Well, I'm back from my long hiatus, and I've go a lot to show and tell you. Since the last time I blogged, I've been on 3 continents, in 4 countries, and taken 6 planes. It's been a very exhausting week, but it's been one of the best, and I have no regrets about any of it.

So, last Monday, I got to Peru and got introduced to my homestay family, and with ProPeru, the NGO we were working with in Urubamba. Living in a homestay was an interesting, new experience. The food was also... interesting. The language barrier wasn't as huge of an obstacle as I thought it would be, especially since one of my roommates spoke Spanish fluently. Claro, I couldn't speak a lick, but I was surprised at how much Spanish I was able to understand on my own.
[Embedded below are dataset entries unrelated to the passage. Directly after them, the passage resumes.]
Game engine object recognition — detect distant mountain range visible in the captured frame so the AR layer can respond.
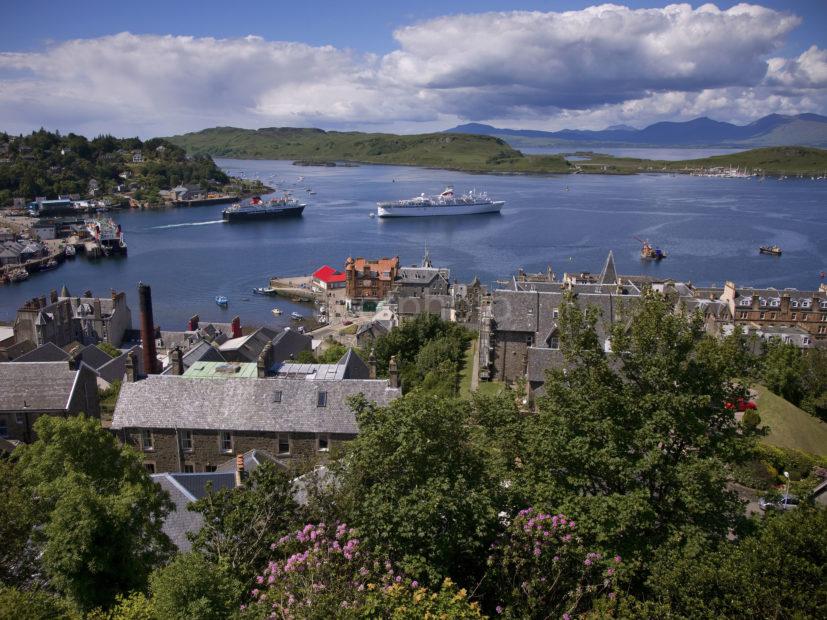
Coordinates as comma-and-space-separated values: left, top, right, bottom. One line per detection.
446, 114, 827, 148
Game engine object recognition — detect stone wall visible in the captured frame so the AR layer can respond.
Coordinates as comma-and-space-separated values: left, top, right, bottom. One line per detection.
121, 428, 353, 473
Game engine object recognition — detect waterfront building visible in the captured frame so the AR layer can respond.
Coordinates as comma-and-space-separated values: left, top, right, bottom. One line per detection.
311, 265, 347, 291
111, 366, 401, 473
345, 256, 399, 310
695, 282, 827, 346
14, 287, 132, 347
0, 359, 100, 443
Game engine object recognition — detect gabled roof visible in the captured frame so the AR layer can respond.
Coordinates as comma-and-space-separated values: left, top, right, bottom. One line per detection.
0, 362, 85, 411
313, 265, 347, 284
14, 342, 69, 362
110, 376, 401, 434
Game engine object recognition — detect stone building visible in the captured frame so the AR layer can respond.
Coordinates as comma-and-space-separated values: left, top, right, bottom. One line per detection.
479, 252, 694, 395
14, 287, 132, 347
0, 360, 100, 443
345, 256, 399, 310
111, 375, 401, 473
695, 282, 827, 346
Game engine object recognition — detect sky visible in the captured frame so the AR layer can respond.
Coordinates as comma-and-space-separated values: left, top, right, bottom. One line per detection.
0, 0, 827, 138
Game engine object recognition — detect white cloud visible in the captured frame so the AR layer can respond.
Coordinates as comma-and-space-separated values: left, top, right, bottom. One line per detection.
0, 4, 827, 136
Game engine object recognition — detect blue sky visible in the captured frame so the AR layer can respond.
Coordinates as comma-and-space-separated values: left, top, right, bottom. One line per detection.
0, 0, 827, 135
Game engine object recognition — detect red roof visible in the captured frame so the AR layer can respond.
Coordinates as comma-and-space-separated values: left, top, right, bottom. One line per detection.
313, 265, 347, 284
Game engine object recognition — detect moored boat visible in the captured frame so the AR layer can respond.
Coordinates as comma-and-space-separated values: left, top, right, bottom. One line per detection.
9, 267, 29, 282
221, 195, 307, 222
376, 187, 505, 217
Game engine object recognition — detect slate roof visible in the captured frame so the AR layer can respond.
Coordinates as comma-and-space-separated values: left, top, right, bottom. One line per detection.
152, 474, 204, 553
0, 362, 79, 411
14, 342, 69, 362
111, 372, 401, 434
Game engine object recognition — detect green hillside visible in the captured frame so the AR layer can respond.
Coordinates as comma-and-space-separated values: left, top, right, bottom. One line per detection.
576, 146, 827, 176
169, 127, 571, 173
754, 385, 827, 456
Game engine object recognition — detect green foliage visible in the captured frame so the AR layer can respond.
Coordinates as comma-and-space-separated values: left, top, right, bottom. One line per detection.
761, 338, 804, 405
514, 292, 754, 580
85, 592, 159, 620
358, 577, 484, 620
0, 459, 39, 588
97, 342, 121, 358
484, 508, 621, 619
188, 463, 298, 580
0, 129, 229, 206
169, 127, 570, 172
374, 314, 472, 397
149, 553, 244, 620
0, 586, 79, 620
741, 409, 761, 430
341, 393, 501, 583
650, 508, 827, 618
16, 415, 172, 609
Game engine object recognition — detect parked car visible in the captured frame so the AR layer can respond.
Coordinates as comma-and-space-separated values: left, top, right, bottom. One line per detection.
758, 495, 798, 510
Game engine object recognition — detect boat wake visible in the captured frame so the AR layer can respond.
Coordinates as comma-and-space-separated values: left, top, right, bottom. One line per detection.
151, 220, 224, 230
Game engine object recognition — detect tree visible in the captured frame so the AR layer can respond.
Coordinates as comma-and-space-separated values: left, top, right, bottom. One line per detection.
761, 338, 804, 405
650, 507, 827, 618
341, 392, 501, 584
15, 415, 172, 610
0, 459, 40, 586
149, 553, 244, 620
188, 463, 298, 581
514, 292, 754, 572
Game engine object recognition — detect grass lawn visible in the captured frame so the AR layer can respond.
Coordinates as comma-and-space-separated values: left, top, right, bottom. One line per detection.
753, 385, 827, 456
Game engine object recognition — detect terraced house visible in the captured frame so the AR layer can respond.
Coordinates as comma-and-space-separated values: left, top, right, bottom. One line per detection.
112, 360, 401, 473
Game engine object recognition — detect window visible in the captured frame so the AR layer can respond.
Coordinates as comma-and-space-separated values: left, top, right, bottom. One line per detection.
218, 431, 233, 452
279, 435, 290, 454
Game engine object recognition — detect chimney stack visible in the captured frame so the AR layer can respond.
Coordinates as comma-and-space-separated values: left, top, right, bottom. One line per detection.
388, 355, 399, 388
235, 454, 247, 487
368, 349, 376, 379
138, 282, 158, 375
230, 317, 241, 338
126, 349, 138, 383
169, 346, 184, 375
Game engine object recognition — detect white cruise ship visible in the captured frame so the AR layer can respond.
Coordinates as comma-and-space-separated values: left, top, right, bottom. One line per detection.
377, 187, 505, 217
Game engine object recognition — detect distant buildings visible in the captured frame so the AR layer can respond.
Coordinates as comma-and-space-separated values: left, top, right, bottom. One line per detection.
345, 256, 399, 310
14, 288, 132, 347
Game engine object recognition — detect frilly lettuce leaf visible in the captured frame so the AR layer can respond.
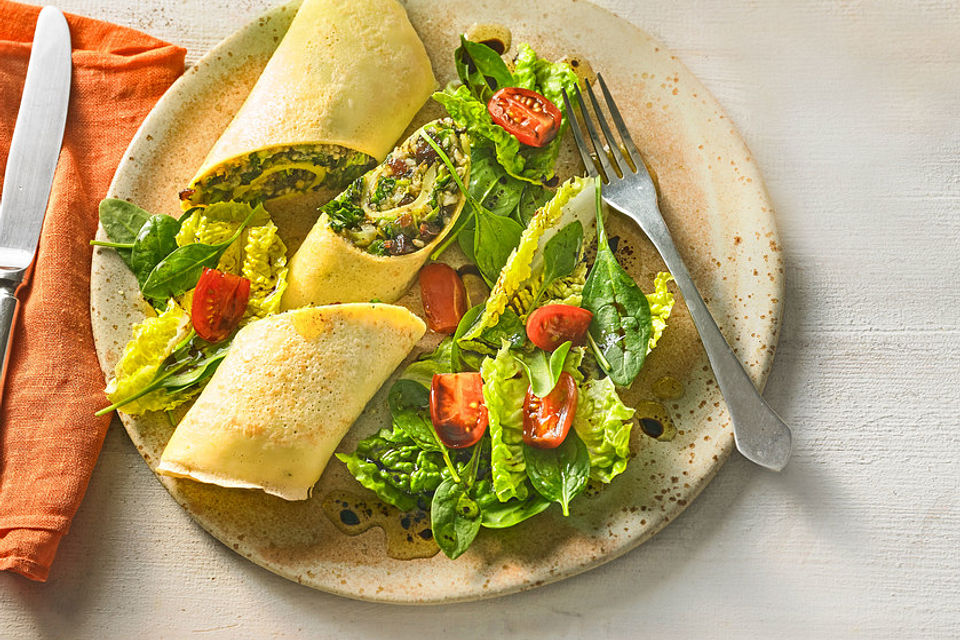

So what did I do in Peru, you may wonder? Well, for the first half of my trip, I stayed in the tiny town of Urubamba, which is where ProPeru has it's headquarters. Here's the play by play: Every morning, I would wake up to stomach pains, so many birds, the sun and the cold at 5:30 , deal with TD, then wake up my lazy roommates around 7, eat a traditional Peruvian breakfast, head over to ProPeru by 7:45, and then get to the work site in Chinchero around 9:00. Then, we worked from 9:00 to 5:00.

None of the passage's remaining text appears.